Making Minatures a Snap

Report and pictures by: 
Phyllicia Wang

Company uses custom rig to record and make 3D figurines of its subjects
 
As a freelance actress, Miss Shona Woo is used to posing in front of cameras.
 
But three weeks ago, she experienced probably the most unusual photoshoot.
 
It was in front of a wall of 82 cameras that were pointed at her at odd angles.
 
And the result of the shoot was not a photograph, but a life-like figurine that bore a striking resemblence to the 26-year-old.
 
Miss Woo is just one of dozens of people who are getting 3D-printed figurines of themselves made here.
 
“I am quite intrigued by this whole idea where you can create a ‘mini you’, and now 3D printing is really quite in, so I was quite curious to try it out,” she said.
 
“I always see (them) on videos, but I have never really come across one in my whole life, so now I am really experiencing it, it’s really quite surreal.”
 
Her photo shoot was done at Wishing Well Asia, a digital imaging company that can create life-like figurines of its clients.
 
While customised figurines have been around for some time — some are hand-made caricature clay sculptures while others are made using hand-held scanners and 3D printers — the ones done by Wishing Well Asia make use of a unique 3D capture system.
 
Its capture rig, which took about eight months to construct and costs about $180,000, can record the 3D data of a subject literally in one click.

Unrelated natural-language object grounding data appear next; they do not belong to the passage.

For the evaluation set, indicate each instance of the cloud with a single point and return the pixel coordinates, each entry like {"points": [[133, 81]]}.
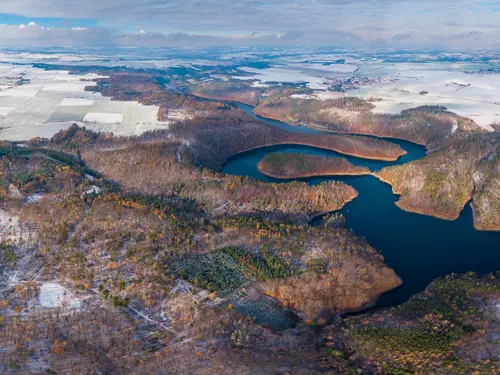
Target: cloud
{"points": [[374, 23]]}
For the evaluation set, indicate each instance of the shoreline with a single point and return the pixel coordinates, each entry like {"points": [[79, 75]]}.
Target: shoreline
{"points": [[340, 132], [318, 147], [309, 175], [414, 210]]}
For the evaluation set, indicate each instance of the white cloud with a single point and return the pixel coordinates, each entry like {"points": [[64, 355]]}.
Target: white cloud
{"points": [[392, 23]]}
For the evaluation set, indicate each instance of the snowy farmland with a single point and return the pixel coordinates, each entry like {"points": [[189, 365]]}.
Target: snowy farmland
{"points": [[38, 103]]}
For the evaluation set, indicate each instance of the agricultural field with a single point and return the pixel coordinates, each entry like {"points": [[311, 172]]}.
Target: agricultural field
{"points": [[38, 103]]}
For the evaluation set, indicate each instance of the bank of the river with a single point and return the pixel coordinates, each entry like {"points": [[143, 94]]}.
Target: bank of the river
{"points": [[296, 165], [419, 248]]}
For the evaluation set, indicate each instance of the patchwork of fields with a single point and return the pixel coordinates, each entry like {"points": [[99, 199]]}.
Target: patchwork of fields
{"points": [[38, 103]]}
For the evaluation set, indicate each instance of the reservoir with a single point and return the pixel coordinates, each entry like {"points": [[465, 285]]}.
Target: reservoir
{"points": [[419, 248]]}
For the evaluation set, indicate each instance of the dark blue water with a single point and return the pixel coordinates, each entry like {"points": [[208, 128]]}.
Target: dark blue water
{"points": [[419, 248]]}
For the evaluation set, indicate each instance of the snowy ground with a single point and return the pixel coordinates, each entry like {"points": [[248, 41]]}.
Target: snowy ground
{"points": [[52, 294], [52, 100]]}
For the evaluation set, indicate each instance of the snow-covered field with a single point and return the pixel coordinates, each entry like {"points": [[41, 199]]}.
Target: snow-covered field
{"points": [[53, 294], [476, 96], [285, 75], [49, 101]]}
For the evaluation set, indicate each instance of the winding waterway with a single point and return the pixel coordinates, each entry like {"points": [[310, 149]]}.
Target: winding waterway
{"points": [[419, 248]]}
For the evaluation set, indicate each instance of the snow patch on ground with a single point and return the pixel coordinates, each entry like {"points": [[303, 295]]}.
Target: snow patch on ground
{"points": [[104, 118], [77, 102], [53, 294]]}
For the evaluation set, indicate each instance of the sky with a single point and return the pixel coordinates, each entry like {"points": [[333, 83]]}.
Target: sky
{"points": [[446, 24]]}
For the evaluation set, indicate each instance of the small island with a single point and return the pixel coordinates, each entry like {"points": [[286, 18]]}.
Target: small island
{"points": [[289, 165]]}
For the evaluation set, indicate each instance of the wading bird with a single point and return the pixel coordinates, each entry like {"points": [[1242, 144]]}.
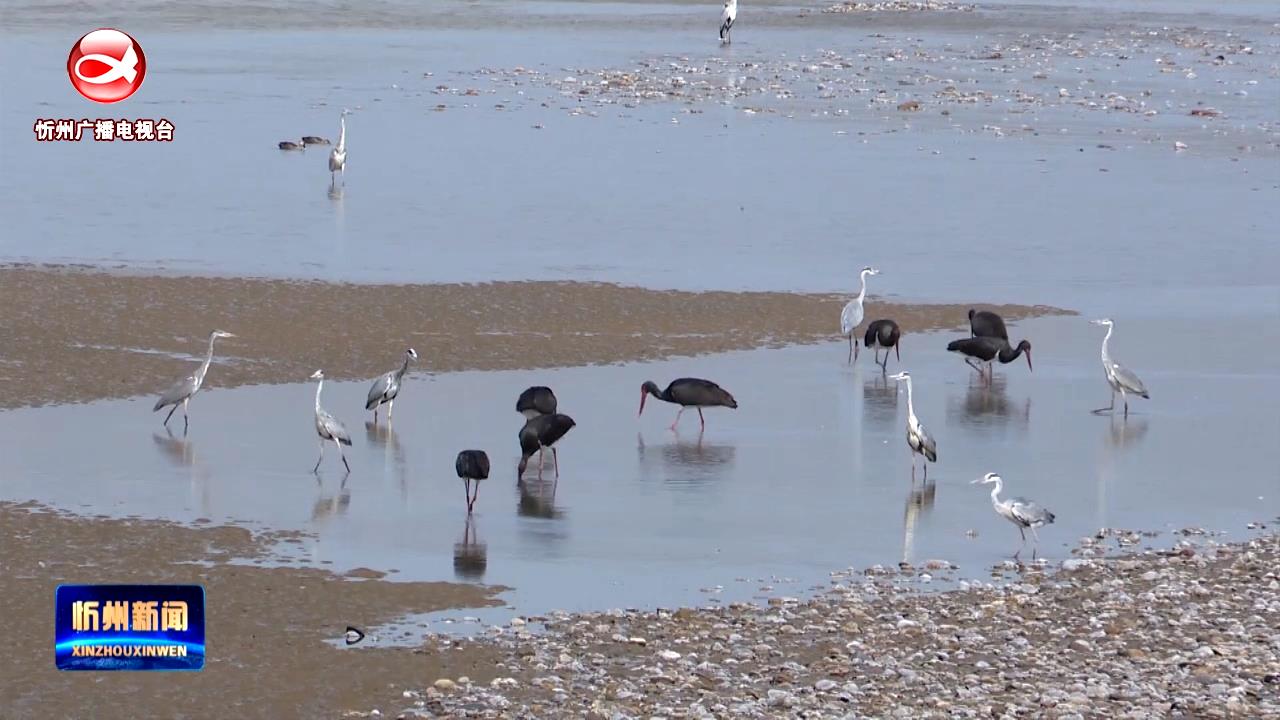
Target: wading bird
{"points": [[186, 388], [987, 350], [853, 313], [984, 323], [338, 155], [883, 335], [328, 427], [536, 436], [538, 400], [689, 392], [1018, 510], [727, 18], [472, 465], [1120, 378], [387, 387], [917, 437]]}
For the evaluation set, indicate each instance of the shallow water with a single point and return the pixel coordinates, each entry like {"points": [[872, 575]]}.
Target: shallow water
{"points": [[810, 474], [717, 200]]}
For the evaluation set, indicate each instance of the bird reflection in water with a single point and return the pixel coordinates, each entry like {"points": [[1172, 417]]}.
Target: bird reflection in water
{"points": [[470, 556], [988, 405], [328, 506], [919, 501], [880, 397], [383, 436], [1125, 432], [538, 499], [689, 460]]}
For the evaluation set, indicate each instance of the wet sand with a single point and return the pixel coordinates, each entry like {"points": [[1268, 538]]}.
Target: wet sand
{"points": [[119, 336], [266, 627]]}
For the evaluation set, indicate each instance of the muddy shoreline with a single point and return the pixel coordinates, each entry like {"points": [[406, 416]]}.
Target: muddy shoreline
{"points": [[269, 628], [110, 336]]}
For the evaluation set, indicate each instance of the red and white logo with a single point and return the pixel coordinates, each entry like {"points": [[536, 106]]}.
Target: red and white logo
{"points": [[106, 65]]}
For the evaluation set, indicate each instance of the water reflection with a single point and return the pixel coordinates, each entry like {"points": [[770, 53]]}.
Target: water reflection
{"points": [[1125, 432], [470, 556], [328, 506], [179, 451], [393, 452], [688, 460], [919, 501], [538, 500], [880, 397], [988, 405]]}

Capture systems that use hand-held scanners can take up to 30 minutes to scan a subject.
 
Mr Emile Tan, 30, a producer at Wishing Well Asia, said they switched from the older hand-held scanner method to the new rig because the former required subjects to hold still for up to half-an-hour, while the scan was being done.
 
“We do not want people to keep still because we received feedback (that elderly) people want to be captured along with the whole family, but they can’t because of the issue of the (hand-held) scanner,” he said.
 
Mr Tan said that they built the system from scratch after seeing similar systems being used in other countries.
 
Clients are asked to pose in the centre of the rig, and the photographer takes their 3D scan using a remote shutter release to trigger all 82 SLR cameras on the rig at the same time.
 
Once the 3D data is captured, it is fed into a 3D printer, which prints and colours the figurine using gypsum powder as a base material.
 
The figurines come in different sizes, ranging from five to nine inches in height and cost between $980 and $2,100.
 
Mr Tan said that they get about four orders for 3D figurines each month.Miss Woo was so thrilled with her mini-me figurine that she hopes to add to her collection in the future.
 
“When it’s 3D, it adds another dimension to it. It’s as if a painting has just come to life,” she said.
 
“I probably would want to make this as a souvenir maybe once every five years or every milestone.”